Image: Demo Video - The author builds a 3D city simulation game on the browser side using prompt words
Creating games requires tapping into both creative intuition and technical prowess simultaneously. Generative AI is the key to making game creation itself a form of play—any advancements in image, video, world modeling, or code models are immediately absorbed and transformed. The business model of games is also most likely to stay outside the field of view of cutting-edge labs: the core monetization path still relies on player payments, and establishing a player-side distribution system seems like a detour task for labs sprinting towards AGI at full speed. For founders, choosing what to build is always a continuous game of finding space outside the lab's critical path.

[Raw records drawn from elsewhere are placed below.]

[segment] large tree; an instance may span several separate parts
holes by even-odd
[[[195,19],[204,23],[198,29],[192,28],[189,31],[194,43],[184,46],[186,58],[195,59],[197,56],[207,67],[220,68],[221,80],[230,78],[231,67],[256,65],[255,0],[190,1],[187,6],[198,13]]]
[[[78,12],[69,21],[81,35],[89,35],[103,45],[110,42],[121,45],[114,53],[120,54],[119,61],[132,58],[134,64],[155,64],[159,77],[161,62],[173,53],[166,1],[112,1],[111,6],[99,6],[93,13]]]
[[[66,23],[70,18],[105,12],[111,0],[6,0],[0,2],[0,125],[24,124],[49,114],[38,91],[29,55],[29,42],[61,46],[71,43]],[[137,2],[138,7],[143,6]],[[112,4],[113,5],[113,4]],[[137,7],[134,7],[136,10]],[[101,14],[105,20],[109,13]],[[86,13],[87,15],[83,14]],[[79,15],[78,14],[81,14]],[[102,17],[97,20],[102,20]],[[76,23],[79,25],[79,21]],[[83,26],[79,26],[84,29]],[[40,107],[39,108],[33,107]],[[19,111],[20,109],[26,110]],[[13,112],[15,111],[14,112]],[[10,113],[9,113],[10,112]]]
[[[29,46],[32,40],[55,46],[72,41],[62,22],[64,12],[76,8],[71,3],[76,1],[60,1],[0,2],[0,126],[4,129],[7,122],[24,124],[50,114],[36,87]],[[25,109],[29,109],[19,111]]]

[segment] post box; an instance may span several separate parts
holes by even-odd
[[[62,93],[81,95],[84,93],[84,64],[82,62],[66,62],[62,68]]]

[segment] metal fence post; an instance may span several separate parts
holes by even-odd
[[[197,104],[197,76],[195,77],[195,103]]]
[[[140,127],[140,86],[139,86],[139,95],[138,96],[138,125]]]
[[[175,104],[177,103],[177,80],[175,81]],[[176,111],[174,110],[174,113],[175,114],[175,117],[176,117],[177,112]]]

The Rosebud momentum is strong. We have organically built up a large-scale, highly engaged creator community. I will miss the chats with creators on Discord and the days of handling user support emails every day (a user willing to complain must really care about your product). The next phase is to expand the distribution scale on the player side, so now is a good time to pass the baton to the teammates who have always fought side by side.
Congratulations to @glazworks on becoming the new CEO of Rosebud! He uniquely combines machine learning talent with product aesthetics.
Martin Casado and the a16z team have been with Rosebud throughout its growth. Martin and I had a crucial conversation discussing whether JavaScript was the right tech stack for Rosebud's game—choosing Unity or Roblox might be more popular, but JavaScript's code generation improvement speed is much faster due to higher availability of training data. This team pursues the truth and is willing to bet on stakes that can attract more builders. This is the path to an ideal future: we must build, we must innovate.
Looking forward to continuing to work with everyone from the other side of the table. My DMs are always open.